A raft of government bribery investigations launched into U.S. oilfield companies is likely to spur reform in the industry, but will also preoccupy top executives and slow business in regions such as West Africa.
The U.S. Department of Justice is probing possible violations of the U.S. Foreign Corrupt Practices Act anti-bribery law at large companies including Schlumberger Ltd, Halliburton Co and Transocean Inc, according to filings with the U.S. Securities and Exchange Commission.
All of those firms have said they are cooperating with the government.
A lot of global companies have had to stop and think, 'maybe it's going to be harder' to do business in countries like Nigeria where corruption has been rampant, Marjorie Doyle, a practice leader with consultancy LRN who is a former compliance officer hired by Vetco International Ltd.
High oil prices have triggered a rush to secure access to fields in countries where bribery of officials is often considered as a cost of doing business.
Last year, three wholly owned Vetco units pleaded guilty to violating the anti-bribery provisions and agreed to pay a record $26 million criminal fine.
General Electric Co bought Vetco Gray, a unit of Vetco International Ltd., for $1.9 billion in January.
Under the Foreign Corrupt Practics Act, or FCPA, it is illegal for U.S. companies or their agents to use bribery to win business in foreign countries.
Executives at companies under investigation will be called on to make costly decisions. For example, Doyle said the chief executive officer of Vetco stopped shipments to one country because of the difficulty in finding customs brokers who complied with anti-bribery laws. Deliveries took six months.
We had to tell our customers, sorry we can't get parts to you, Doyle said. It's tough, it's hard.
Ongoing investigations will also eat up a lot of time for top managers, whether those probes are internal or involve the government, Doyle said.
Chad Deaton, the CEO of oil services company Baker Hughes Inc, which pleaded guilty to FCPA violations earlier this year, said his company has good compliance controls in place, but the industry is due for big changes.

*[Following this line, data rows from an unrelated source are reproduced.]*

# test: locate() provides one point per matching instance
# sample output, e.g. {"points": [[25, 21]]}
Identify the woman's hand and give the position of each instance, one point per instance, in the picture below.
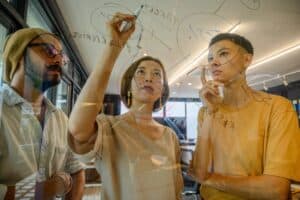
{"points": [[119, 38], [58, 184]]}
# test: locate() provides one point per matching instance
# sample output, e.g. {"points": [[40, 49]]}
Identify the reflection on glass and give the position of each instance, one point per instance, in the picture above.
{"points": [[175, 109], [3, 34], [34, 17], [62, 96], [192, 109]]}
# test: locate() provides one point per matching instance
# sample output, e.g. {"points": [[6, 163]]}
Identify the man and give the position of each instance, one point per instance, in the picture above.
{"points": [[33, 133], [248, 141]]}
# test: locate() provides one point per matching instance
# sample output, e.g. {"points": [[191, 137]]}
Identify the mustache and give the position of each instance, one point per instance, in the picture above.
{"points": [[55, 67]]}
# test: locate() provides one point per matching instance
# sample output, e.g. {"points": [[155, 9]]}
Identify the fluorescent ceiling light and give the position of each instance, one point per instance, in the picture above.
{"points": [[185, 69], [274, 56]]}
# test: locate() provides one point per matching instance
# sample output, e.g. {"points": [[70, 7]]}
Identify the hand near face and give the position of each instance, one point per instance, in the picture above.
{"points": [[119, 38]]}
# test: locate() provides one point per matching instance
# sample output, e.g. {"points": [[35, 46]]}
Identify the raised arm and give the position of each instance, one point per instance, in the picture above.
{"points": [[82, 122]]}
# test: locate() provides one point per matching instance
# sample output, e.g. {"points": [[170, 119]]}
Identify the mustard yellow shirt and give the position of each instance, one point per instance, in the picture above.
{"points": [[263, 137]]}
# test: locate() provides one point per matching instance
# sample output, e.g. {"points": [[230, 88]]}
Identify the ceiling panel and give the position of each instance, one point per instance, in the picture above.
{"points": [[177, 31]]}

It's an ongoing shift in our business, Deaton told reporters at a conference on Wednesday. It's something we as an industry all have to make sure we're doing our part on.
In fact, Deaton said that he has already seen some of Baker Hughes' customers in a lot of areas make positive changes. He cited the Middle East as one of those areas.
MORE TO COME?
The number of prosecutions of FCPA cases has jumped in recent years, spurred partly by the Sarbanes-Oxley corporate reform law and international efforts to combat corruption.
Between 2001 and 2006, the average number of new U.S. FCPA prosecutions by the Department of Justice was over four times the average number in the preceding five years, according to a report from law firm Shearman & Sterling.
This is a hot topic these days, Dan Newcomb, a partner at Shearman & Sterling, said.
I'm sure it will continue for a while, but I expect it to be cyclical. I think we will see even bigger prosecutions than we've seen so far, and they will change people's view of the risk-reward ratio.
And more companies have self-reported possible FCPA violations to the Department of Justice and the Securities and Exchange Commission. Reasons for the jump may be that infractions are uncovered during the due diligence process before a merger, the Shearman report said.
Oilfield services companies that have voluntarily reported their own internal probes to U.S. officials include Tidewater Inc, Pride International Inc, Global Industries Ltd and Noble Corp, according to regulatory filings.
And certainly not all investigations under way will result in prosecutions or government action, Newcomb said.